Dalam bukunya al-Wad’u fi al-Hadits, Umar Fallatah menjelaskan secara detail sebab-sebab terjadinya pemalsuan hadits.
Secara ringkas dapat dikatakan bahwa sebab-sebab tersebut adalah;
(a). Orang-orang zindiq yang ingin merusak agama Islam dari dalam,
(b). Melegitimasi mazhab, keyakinan, atau kelompok tertentu, seperti paham politik, mazhab fikih, maupun mazhab teologi (akidah),
(c). Memotivasi orang awam guna melakukan kebaikan, akan tetapi cara ini salah karena memalsukan hadits yang begitu sakral dalam Islam
(d). Untuk mendapatkan keuntungan duniawi, seperti untuk melariskan dagangan, mendapatkan upah, dll.
Syi’ah Bikin Ulah
Melihat sebab-sebab pemalsuan diatas, maka pemalsuan hadits pertama kali oleh ibnu Saba’ (syi’ah) merupakan cara untuk melegitimasi mazhab keyakinannya itu.

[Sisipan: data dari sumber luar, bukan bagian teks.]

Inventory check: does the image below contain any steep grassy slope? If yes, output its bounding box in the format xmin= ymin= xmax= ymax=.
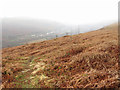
xmin=2 ymin=24 xmax=119 ymax=88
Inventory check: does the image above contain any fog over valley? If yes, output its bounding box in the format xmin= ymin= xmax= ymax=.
xmin=2 ymin=18 xmax=114 ymax=48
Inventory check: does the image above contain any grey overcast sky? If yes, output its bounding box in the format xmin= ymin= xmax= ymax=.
xmin=0 ymin=0 xmax=119 ymax=24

Kemudian pada generasi selanjutnya setelah syi’ah berkembang, mereka terpecah juga kepada beberapa golongan, sebut saja syi’ah Zaidiyah, Imamiyah, Rafidlah, dll. yang secara keyakinan mereka semua berbeda dengan kaum ahlu al-Sunnah dalam memandang ahlu al-bait terutama dalam memuliakan sosok sahabat Ali bin Abi Thalib.
Merekapun semakin berulah menjadi-jadi, bahkan pada era akhir abad ke-2 Kaum Syi’ah Rafidlah adalah sekelompok yang terkenal paling banyak berdusta.
Contoh hadits palsu yang di buat oleh mereka adalah bahwa Nabi saw dalam perjalanan pulangnya dari haji wada’ mengumpulkan para sahabat di tempat yang disebut Ghadir Khum lalu memegang tangan Ali dan berdiri bersama Ali itu di depan para sahabat dengan disaksikan mereka semua, dan Nabi saw bersabda “Inilah (Ali) penerima wasiatku dan saudaraku serta khalifah sesudahku, maka dengarlah dan taatilah”. Kaum ahlu al-Sunnah memandang bahwa hadits tersebut jelas palsu.
Disebutkan Oleh Ibnu Taimiyah bahwa Suatu ketika Imam Malik pernah ditanya tentang Syi’ah Rafidlah, jawab beliau “Jangan ajak mereka bicara, dan jangan mengambil riwayat dari mereka, karena mereka itu bohong semua.“
Begitulah, kaum syi’ah Rafidlah telah berbuat berlebihan dalam memalsukan hadits menurut kepentingan dan hawa nafsu mereka. Melihat banyaknya pemalsuan hadits itu sampai-sampai Khalil berkata dalam kitabnya al-Irsyad, “Berkenaan dengan keunggulan Ali dan anggota rumah tangganya kaum syi’ah Rafidlah telah memalsukan sekitar tiga ratus ribu hadits” (Al-Siba’i, 1991).